The Bachelor is doing really well too, people have Bachelor/ette parties with their pods. I didn't see that one coming, pretty soon everyone I know and everyone my brother knows (very different social scenes), all these guys are getting together to watch Bachelor together.
 

version

Well-known member
I recently started using Netflix again after not having it for a while and I'm bowled over by how much of the stuff on there's now original content. It was inevitable, but still. I remember when it was mostly films from traditional studios, now it's basically all Netflix. There's films on there with huge stars which I've never even heard of or seen advertised or discussed.
 

sus

Moderator
It's interesting—where once the critics of New York past (Randolph Bourne's “Trans-national America,” 1916, or Dwight Macdonald, “Masscult and Midcult,” 1960) warned of American monoculture, today worry over atomization, tribal divisions, unbridgeable gulfs. And all these seeming paradoxes like, at the same time, a global AirBnB "airspace" aesthetic colonizing the entire planet.
 

sus

Moderator
Out of curiosity, looked into the scene in the midcentury vs immediately pre-Netflix:
The Neilson ratings that week placed eight CBS programs in the top ten, led by The Beverly Hillbillies with a rating of 34.9, meaning that 34.9 percent of all American homes with a television set. Since 93 percent of American homes had a television set by 1963, the upshot was that the same program was being watched in almost a third of all the homes in the United States… By way of comparison, the number one show in the 2009-10 season, American Idol, considered to be a gigantic hit, had a rating of 9.1
And now Netflix:
Netflix has released some numbers for “The Queen's Gambit.” According to the streaming service, 62 million households watched the series within its first 28 days of availability
 

version

Well-known member
It's interesting—where once the critics of New York past (Randolph Bourne's “Trans-national America,” 1916, or Dwight Macdonald, “Masscult and Midcult,” 1960) warned of American monoculture, today worry over atomization, tribal divisions, unbridgeable gulfs. And all these seeming paradoxes like, at the same time, a global AirBnB "airspace" aesthetic colonizing the entire planet.
It's both though, isn't it? There's a huge amount of content, but it's ultimately owned and funded by a handful of companies and there's a consistent tone to it.
 

sus

Moderator
It's kind of both though, isn't it? There's a huge amount of content, but it's ultimately owned and funded by a handful of companies and there's a consistent tone to it.
So it's like there's one big monoculture elephant and we're three blind men rubbing down its parts
 

constant escape

winter withered, warm
It's both though, isn't it? There's a huge amount of content, but it's ultimately owned and funded by a handful of companies and there's a consistent tone to it.

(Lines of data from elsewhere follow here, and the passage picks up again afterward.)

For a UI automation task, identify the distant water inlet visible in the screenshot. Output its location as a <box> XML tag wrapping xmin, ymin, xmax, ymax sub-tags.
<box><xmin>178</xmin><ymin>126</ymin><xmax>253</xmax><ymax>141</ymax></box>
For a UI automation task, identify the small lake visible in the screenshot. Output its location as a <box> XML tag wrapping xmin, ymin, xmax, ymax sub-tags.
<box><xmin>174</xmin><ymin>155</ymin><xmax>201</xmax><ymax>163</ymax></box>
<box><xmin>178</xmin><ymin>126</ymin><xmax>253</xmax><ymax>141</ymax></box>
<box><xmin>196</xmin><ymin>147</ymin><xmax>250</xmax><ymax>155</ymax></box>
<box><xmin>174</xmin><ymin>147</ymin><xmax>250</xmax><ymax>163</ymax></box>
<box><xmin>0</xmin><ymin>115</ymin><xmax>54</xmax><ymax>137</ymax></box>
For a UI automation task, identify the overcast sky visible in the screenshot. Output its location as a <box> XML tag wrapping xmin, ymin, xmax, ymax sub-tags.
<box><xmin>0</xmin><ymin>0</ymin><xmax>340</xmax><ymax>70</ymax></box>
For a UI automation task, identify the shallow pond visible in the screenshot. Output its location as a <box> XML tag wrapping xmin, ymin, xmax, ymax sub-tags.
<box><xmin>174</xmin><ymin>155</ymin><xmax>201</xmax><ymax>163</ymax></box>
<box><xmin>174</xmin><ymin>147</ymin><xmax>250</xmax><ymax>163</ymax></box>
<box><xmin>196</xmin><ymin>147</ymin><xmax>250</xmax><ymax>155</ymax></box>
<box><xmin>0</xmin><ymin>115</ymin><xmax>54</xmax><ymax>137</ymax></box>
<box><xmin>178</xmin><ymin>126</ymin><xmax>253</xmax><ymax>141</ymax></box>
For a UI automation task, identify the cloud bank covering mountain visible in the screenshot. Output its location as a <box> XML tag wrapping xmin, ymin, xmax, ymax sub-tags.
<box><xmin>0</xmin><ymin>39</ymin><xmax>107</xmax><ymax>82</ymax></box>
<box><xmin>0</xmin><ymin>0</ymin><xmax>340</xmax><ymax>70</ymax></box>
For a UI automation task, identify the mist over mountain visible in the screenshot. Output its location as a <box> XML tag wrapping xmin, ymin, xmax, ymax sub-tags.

But seemingly its an increasingly egalitarian tone, no? Center-stage, high profile series with more meaningfully diverse representation?
 

constant escape

winter withered, warm
Yes, incredibly tired tellings of the genius myth but now for young women
Yeah, and I can see where some of that is to be expected, seeing as its a somewhat untapped market.

And someone tell me if I'm getting ahead of myself, but it sure seems like the liberal upper-middle / upper class is getting substantially more egalitarian, in terms of media representation. And not in a superficial, token way. Am I overlooking something? Being too wishful here?
 

version

Well-known member
But seemingly its an increasingly egalitarian tone, no? Center-stage, high profile series with more meaningfully diverse representation?
Women and minorities are better represented, but you still seem to be watching mostly well-connected people from the middle to upper class.
 

sus

Moderator
My guess is it's too early to tell whether it really sticks; fervor's bound to die down at some point, as all fervor must, and then depending on a lot of factors it might entrench as a new norm, or we might look back on it as a PC craze like some people talk about the 90s.